Вернувшись из поездки по делам в Байонну, я узнал, что моя супруга имела счастье вновь — и по счастливому стечению обстоятельств под моей собственной крышей — найти друга детства, подопечного нашей милой Фаншетты, на чьей свадьбе я имел честь быть свидетелем, поскольку незаурядный мсье де ля Турнере мой однокашник.

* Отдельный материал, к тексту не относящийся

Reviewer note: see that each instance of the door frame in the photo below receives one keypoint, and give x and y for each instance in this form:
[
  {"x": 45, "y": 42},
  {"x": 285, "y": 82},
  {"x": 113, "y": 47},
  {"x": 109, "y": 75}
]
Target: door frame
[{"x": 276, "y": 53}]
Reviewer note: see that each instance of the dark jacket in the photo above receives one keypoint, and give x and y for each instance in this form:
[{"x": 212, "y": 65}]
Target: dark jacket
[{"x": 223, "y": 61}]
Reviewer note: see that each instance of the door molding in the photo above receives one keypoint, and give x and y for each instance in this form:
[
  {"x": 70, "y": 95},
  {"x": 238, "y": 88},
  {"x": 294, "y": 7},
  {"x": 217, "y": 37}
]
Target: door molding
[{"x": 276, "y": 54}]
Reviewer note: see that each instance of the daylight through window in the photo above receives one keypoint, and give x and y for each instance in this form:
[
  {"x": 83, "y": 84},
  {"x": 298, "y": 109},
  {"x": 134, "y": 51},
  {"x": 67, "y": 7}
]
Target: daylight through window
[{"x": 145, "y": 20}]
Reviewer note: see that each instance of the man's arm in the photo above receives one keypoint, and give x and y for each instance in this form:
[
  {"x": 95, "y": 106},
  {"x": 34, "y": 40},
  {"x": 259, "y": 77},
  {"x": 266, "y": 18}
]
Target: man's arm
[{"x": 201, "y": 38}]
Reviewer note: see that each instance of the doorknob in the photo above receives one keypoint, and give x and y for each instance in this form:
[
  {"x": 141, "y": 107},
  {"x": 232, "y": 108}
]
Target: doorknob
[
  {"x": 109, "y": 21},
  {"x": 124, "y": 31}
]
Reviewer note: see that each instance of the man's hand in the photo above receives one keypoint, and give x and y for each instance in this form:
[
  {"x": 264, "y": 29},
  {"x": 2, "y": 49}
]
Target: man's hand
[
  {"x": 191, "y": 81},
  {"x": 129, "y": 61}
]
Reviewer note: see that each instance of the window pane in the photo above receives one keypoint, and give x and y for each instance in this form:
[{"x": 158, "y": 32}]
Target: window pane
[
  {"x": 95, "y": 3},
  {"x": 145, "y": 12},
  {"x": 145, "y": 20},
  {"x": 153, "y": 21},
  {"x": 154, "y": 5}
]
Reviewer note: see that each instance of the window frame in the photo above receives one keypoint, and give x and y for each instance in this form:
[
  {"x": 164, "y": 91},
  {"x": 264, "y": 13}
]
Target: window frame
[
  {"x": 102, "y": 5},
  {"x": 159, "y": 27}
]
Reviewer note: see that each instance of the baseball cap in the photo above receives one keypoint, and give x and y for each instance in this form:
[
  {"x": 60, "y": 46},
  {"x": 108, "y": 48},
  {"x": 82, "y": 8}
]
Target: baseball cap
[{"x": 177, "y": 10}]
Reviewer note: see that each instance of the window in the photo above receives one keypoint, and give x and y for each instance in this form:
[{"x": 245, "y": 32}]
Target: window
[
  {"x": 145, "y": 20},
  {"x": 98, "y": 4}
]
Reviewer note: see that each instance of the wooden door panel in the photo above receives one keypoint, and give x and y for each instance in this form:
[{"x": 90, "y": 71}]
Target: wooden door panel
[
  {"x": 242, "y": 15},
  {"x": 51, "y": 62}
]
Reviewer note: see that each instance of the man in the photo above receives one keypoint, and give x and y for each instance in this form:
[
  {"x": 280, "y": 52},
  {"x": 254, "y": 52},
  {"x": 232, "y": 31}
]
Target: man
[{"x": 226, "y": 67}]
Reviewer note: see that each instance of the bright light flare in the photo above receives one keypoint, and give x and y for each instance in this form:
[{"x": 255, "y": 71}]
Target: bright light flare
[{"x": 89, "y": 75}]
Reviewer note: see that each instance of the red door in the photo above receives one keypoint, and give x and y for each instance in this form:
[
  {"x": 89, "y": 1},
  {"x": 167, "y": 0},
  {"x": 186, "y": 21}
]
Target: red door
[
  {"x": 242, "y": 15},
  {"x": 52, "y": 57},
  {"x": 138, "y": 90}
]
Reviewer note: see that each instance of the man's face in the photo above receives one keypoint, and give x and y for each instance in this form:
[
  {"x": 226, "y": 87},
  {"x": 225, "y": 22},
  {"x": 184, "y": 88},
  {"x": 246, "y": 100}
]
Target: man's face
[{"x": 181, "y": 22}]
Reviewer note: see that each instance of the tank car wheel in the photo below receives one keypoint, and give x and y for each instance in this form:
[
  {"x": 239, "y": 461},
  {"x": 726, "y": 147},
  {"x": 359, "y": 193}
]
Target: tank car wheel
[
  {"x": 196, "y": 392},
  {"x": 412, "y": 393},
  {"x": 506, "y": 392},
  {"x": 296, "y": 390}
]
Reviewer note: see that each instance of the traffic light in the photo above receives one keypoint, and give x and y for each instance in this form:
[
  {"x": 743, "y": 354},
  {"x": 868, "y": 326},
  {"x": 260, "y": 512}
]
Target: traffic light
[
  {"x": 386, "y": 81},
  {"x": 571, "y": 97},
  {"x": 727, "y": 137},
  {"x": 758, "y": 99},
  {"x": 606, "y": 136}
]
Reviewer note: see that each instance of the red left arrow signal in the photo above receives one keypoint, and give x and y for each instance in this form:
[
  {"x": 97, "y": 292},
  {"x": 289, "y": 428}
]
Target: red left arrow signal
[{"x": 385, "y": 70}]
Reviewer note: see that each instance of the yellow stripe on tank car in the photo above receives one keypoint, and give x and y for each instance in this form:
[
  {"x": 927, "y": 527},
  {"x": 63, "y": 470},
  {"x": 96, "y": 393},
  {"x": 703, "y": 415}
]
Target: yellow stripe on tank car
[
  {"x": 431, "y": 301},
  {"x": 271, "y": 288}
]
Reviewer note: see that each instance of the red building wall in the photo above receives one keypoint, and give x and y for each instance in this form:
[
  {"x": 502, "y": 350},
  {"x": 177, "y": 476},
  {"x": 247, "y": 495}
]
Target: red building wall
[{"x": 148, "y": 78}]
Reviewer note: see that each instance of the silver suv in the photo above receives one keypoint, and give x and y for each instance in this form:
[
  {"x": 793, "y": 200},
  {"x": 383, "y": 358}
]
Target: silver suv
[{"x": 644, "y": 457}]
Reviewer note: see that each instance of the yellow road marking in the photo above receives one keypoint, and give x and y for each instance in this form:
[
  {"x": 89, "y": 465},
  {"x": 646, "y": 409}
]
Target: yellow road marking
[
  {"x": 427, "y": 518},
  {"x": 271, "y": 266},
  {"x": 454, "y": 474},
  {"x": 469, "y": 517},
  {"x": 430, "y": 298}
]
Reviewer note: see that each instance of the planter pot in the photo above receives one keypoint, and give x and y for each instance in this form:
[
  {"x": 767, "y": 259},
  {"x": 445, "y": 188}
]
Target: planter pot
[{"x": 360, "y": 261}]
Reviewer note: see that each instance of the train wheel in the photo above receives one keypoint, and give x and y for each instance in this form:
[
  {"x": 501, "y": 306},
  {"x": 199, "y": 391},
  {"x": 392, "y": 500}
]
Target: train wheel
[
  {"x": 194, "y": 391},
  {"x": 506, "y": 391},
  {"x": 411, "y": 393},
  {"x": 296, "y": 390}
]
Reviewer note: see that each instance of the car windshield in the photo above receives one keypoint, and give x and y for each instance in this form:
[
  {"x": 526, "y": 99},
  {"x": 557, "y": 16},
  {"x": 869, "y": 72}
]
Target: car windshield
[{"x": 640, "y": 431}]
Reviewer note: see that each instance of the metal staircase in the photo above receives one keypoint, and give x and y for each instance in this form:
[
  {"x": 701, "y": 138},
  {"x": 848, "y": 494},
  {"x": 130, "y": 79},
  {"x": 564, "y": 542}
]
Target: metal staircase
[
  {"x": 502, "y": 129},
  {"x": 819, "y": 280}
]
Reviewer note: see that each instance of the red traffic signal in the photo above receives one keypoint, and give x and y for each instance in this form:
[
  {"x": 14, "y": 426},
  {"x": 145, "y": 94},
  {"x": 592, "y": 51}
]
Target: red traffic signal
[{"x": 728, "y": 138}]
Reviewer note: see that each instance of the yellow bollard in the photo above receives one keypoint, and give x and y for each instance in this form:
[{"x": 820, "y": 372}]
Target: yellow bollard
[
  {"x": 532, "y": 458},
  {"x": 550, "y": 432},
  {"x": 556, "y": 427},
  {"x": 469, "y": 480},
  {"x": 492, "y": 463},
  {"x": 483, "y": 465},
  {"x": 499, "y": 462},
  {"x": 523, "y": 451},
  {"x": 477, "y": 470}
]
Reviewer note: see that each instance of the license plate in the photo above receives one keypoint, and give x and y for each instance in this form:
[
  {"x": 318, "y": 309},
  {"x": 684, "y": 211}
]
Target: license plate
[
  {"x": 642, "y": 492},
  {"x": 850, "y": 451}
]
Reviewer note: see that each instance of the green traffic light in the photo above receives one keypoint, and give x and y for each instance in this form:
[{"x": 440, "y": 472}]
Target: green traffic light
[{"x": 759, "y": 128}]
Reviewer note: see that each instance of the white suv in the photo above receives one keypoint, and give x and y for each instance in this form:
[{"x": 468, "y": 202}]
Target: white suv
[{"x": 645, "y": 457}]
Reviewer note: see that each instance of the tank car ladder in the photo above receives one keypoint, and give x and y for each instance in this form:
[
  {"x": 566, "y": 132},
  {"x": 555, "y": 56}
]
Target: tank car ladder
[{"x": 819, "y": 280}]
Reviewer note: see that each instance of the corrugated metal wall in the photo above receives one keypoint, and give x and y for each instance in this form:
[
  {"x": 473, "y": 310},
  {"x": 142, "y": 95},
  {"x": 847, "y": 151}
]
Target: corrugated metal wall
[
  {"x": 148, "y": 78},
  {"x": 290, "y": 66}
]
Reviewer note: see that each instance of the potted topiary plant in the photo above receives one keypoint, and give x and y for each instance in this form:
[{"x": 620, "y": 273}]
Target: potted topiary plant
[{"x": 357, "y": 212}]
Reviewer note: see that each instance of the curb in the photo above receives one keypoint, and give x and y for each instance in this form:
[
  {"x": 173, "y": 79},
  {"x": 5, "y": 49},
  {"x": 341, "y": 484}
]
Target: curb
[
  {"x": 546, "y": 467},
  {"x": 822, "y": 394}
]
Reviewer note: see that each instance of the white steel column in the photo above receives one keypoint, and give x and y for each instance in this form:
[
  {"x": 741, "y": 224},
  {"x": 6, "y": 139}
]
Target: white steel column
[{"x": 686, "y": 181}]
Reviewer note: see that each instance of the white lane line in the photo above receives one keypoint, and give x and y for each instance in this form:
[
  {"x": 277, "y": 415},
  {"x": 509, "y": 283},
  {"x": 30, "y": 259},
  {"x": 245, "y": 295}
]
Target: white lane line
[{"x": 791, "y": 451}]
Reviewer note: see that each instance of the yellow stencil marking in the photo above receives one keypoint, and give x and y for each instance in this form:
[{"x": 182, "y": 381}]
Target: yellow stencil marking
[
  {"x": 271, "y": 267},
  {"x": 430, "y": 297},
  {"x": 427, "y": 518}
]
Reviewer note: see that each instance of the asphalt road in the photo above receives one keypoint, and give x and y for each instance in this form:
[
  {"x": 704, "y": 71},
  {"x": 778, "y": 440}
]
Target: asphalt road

Мадам Баттендье сказала мне, что Вы на удивление соответствуете тому, как описали вас добрейшая Фаншетта в письме, которая моя жена, к несчастью утеряла (женщины так забывчивы!), но содержание которого пересказала мне, что Вы исключительно порядочный молодой человек, как утверждает мадам де ля Турнере.

Доставьте нам такое удовольствие, дорогой мсье, и приходите к нам на ужин, когда опять окажетесь в городе, мы сможем побеседовать о том, что как сказала мне моя жена — Вас так интересует, раз Вы хотите стать моряком. Моя жена полагает, что для начала Вам нужно несколько месяцев провести на суше, чтобы научиться всему, что касается мореплавания и торговли, и считаю, что она права."

***

Как можно понять, это письмо написал и подписал Оливье Баттендье. Фанфан нашел письмо подсунутым под дверь своей мансарды, когда вернулся после двух недель, проведенных на маневрах — маневрах довольно удивительных, как мы ещё расскажем в свое время.